Part 1
“In a context where many transgender kids pass through queer youth groups, queer and trans adults can sometimes be cast as the enemy.” The most exciting aspect of this quote comes from the understanding that society’s significant discrimination and stigma make it challenging or impossible for transgender people and queer to be accepted. Therefore, it becomes easy to cast away queer and trans adults as enemies since society holds a complicated notion of intergenerational relations and the family subculture related to such individuals. People have always been afraid to deal with the unknown. Queer and transgender issues challenge the existing networks of family and relationships. Due to the fear, the most straightforward approach to take when addressing such is to sideline it and point fingers.
Part 2
What remains unclear from the reading is the notion that before the 1990s, people from the middle class expressed abiding and strong desires to be acknowledged as “the other sex.” How society treats individuals belonging to the LGBTQ community raises a lot of questions about accepting such differences. The confusion level, and the consternation of parents of children that stood out as LGBTQ members, resulted in psychological disturbances.

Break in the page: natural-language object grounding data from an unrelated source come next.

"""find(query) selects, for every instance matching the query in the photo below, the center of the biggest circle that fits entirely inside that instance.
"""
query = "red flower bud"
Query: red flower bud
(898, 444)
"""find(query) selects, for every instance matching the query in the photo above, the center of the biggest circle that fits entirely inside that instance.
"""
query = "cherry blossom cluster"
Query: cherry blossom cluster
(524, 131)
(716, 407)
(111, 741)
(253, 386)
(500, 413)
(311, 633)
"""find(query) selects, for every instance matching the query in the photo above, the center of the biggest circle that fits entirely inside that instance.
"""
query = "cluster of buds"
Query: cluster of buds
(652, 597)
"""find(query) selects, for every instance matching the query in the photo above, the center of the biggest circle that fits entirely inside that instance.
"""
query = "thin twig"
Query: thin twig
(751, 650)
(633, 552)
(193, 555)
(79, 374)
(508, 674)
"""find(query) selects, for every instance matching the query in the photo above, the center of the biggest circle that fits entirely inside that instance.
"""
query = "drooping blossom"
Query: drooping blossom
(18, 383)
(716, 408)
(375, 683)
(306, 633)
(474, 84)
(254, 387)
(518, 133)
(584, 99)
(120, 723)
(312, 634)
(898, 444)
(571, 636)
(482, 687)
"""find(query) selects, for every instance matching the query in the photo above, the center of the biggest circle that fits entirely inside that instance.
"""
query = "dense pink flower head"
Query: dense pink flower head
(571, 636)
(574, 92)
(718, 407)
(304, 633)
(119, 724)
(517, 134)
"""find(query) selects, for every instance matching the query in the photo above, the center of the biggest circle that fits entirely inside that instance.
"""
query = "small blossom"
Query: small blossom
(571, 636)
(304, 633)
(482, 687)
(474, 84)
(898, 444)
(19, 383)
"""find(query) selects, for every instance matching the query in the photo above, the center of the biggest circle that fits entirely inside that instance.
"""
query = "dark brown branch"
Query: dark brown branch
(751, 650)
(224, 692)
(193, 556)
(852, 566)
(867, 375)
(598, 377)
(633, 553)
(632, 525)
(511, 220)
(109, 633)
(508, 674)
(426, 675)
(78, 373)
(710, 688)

So, it remains unclear why people, especially parents, desire to be linked to such confusion while raising their children. The misconception about LGBTQ members in that era might have been why no one, regardless of social class, would want to conform to gender identities that were at odds with society. The trajectories that individuals from the LGBTQ community experience profoundly differ from life chances that society has accepted and embraced throughout humanity. However, it remains unclear why crossing paths with gender-nonconforming identities made middle-class individuals have that desire to be connected with such, knowing they would be cast out as the enemy.